Ele ia dizendo, mas continuei desabafando, eu precisava fazer isso.
— Todas as vezes que tentei conversar, que te liguei para saber onde estava, que dormi sozinha depois de horas te esperando para aquela noite especial que você esqueceu. As vezes que briguei porque chegou bêbado cheirando a perfume barato, que chorei à frente de um prato vazio na mesa. Todas as vezes que troquei de roupa porque aquela não te agradava, que tentei me moldar para conseguir me encaixar em sua vida, que engoli o choro tentando ser forte, ou as vezes que dormi soluçando ao seu lado e não se importou. Em todas elas eu lutava por nós porque tinha esperança de um dia ser feliz contigo.
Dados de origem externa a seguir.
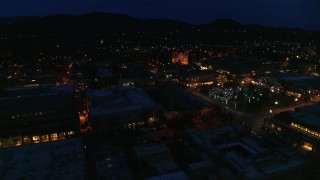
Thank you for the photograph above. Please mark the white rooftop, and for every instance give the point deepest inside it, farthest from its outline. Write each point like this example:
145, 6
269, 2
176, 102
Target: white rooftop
52, 160
117, 100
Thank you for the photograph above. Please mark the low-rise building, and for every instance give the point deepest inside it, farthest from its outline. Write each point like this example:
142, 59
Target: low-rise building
37, 114
302, 125
117, 108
Só que agora eu sei, hoje eu sei, que me doei demais e só recebi migalhas, então entenda que não se trata do que pode fazer, mas do que nunca fez.
— Não desista de mim, por favor — murmurou com a voz embargada. — Te prometo ser fiel até o fim dos meus dias, prometo fazer tudo que quiser, te darei uma vida de rainha, eu posso, você sabe. Faço qualquer coisa para que volte a ser minha, eu quero tentar, me deixe ao menos tentar!
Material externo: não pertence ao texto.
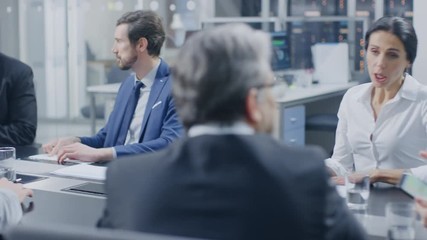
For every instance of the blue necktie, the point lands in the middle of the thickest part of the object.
(129, 111)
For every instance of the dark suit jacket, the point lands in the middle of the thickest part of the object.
(228, 187)
(18, 107)
(160, 125)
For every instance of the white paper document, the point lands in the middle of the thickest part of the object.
(83, 171)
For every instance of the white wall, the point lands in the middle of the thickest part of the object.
(420, 19)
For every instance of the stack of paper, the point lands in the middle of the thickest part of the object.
(53, 158)
(83, 171)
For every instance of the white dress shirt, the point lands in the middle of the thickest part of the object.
(134, 131)
(393, 141)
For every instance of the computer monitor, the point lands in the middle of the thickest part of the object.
(280, 59)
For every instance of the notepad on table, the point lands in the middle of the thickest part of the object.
(86, 171)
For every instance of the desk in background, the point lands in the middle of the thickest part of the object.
(291, 116)
(292, 109)
(52, 205)
(93, 91)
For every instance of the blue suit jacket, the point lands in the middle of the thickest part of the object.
(160, 125)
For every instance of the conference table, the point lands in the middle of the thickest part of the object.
(54, 204)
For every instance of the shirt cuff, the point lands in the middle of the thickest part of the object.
(420, 172)
(335, 166)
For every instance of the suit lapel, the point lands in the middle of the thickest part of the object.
(157, 87)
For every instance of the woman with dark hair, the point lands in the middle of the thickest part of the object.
(383, 124)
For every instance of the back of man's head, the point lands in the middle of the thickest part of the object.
(215, 70)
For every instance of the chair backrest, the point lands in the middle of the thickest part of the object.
(67, 232)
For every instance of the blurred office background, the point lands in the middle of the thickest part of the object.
(68, 42)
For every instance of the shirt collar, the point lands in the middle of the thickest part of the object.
(240, 128)
(148, 79)
(409, 90)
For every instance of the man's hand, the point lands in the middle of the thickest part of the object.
(81, 152)
(18, 188)
(53, 147)
(421, 206)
— Raul, pare — segurei em seu braço. — Deveria ter se esforçado quando eu ainda estava lá.
— Eu não aceito esse fim, você é minha, e... — sua voz era trêmula, ele respirava apressado com os olhos vermelhos. Estava realmente transtornado. — Nós planejamos uma vida, está tudo pronto, não pode desistir assim!
— Acabou, aceita, não existe mais nós, a casa, os planos, nada.
— Por que fez isso comigo, Cíntia, você me tirou de seu coração.
— Se depois de tudo o que eu te disse ainda não consegue enxergar a verdade, só lamento — me levantei e o encarei. — Não te quero mal, aliás, desejo que encontre uma boa moça e que nunca faça a ela o que fez comigo.
— Não faz isso, Cíntia.
— Deveria estar feliz, agora não precisa mais se esconder para ficar com ela, nem suportar as reclamações de sua mãe sobre como eu era uma vergonha para sua família. Não vai mais precisar inventar reuniões para justificar seus atrasos quando me deixava esperando. Não vai mais precisar fingir indisposição para não ter que jantar comigo quando já havia feito isso com ela. Toma juízo, Raul — lhe dei um último abraço e saí.
— Meus parabéns, Cíntia! — seu grito chamou a atenção, não só do meu pai, mas de todos os peões ali presentes. — O tapa que seu pai me deu, não doeu tanto quanto suas palavras. Você conseguiu concretizar sua vingança.
— O desafio era mais sobre mim, do que sobre você — me virei para encará-lo uma última vez.
— Você me humilhou a cada vídeo postado, a cada aventura onde me esquecia, a cada palavra cheia de veneno que acabou de dizer, você me destroçou, e agora... Está doendo demais, não precisava de uma vingança tão cruel.
— Eu não me vinguei, só segui em frente — murmurei com lágrimas nos olhos.
— Você ainda vai ser minha, ainda vai se arrepender por cada palavra que me disse, e...
— Supera, Raul, você me perdeu — suspirei me juntando aos homens no curral. — Vamos trabalhar que o dia será longo.
Eu pensei que quando dissesse a ele tudo o que sentia, aquele peso que me sufoca o peito passaria, mas a verdade é que a conversa com Raul abalou minhas estruturas, era tudo muito recente e tocar na ferida foi como reviver cada momento com a mesma intensidade de quando aconteceu. Foi muito doloroso tentar me fazer de forte quando tudo o que eu mais queria era me encolher em posição fetal e chorar.
Mais doloroso ainda, olhar em seus olhos e encarar a realidade de saber que fiz tudo certo pelo cara errado, que um dia o coloquei em uma posição mais importante que a mim mesma, e que recebi ingratidão em troca, porque na verdade, meus sonhos eram grandes demais para alguém tão pequeno.